Remembrances of, and resources for, 9/11

The Rural Blog is published primarily for rural news media, most of which stick to events and issues in their own communities, especially if they are weekly newspapers. But on rare occasions, a national news event is so significant and touches so many local people that it makes the front pages of such papers. The most recent was the killing of Osama bin Laden, and the next one is likely to be the 10th anniversary of the terror he wrought on Sept. 11, 2001.

This item has 9/11 material that rural media are using or may find useful at this time, such as The Associated Press's September 11 Style and Reference Guide.

Michael Perry of Napa, Calif., has spent the last 10 years collecting newspapers from Sept. 11 or 12, reports Howard Yune of the Napa Valley Register. (Register photo by J.L. Sousa) He has 790 papers, "from nearly every state and more than 20 nations," Yune writes. "Newseum curator Carrie Christoffersen admired Perry’s labors in pulling so many headlines together into one place, but decided his asking price of up to $250,000 was too much for the museum." (Read more)

The Kentucky Press Association collected state political figures' recollections of 9/11 and newspaper front pages, mainly from weeklies, accessible at http://www.kypress.com/911/.

The Mississippi Press Association established a website to share newspapers' 9/11 content.

In a column for Associated Baptist Press,William Leonard of the Wake Forest University School of Divinity wrote about 9/11 at his school, where "Catholics and Protestants, Pentecostals and Anglicans" gathered to support each other, and earlier, at a previously scheduled weekly service, "Undergraduates galore came streaming through the doors, packing pews, leaning against the walls and sitting cross-legged on the floor of the sparse Davis Chapel.

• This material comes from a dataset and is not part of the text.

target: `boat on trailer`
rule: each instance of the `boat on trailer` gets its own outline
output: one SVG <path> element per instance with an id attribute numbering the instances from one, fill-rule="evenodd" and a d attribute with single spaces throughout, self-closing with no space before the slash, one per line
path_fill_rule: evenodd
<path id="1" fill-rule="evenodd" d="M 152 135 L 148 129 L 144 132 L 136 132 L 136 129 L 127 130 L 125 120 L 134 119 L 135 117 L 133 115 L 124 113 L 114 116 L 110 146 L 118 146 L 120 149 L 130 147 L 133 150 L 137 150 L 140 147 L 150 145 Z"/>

Staggered by the news, they grasped for sacred space to help them comprehend the moment." There's a lot more, including an amazing passage from the Book of Jeremiah in the Revised English Bible. Read it here.

Perhaps the main aftermath of 9/11 is what Greg Jaffe of The Washington Post calls "the American era of endless war," with far-reaching ramifications. Read about them here.

Television networks and magazines "have followed different paths in covering a solemn occasion that is also a business opportunity," The New York Times reports.

The U.S. Department of Education published a resources page for teaching about 9/11. USA Today reports on the topic. "Fewer than half the states explicitly identify the 9/11 attacks in their high-school standards for social studies, according to a forthcoming study," Erik Robelen of Education Week reports.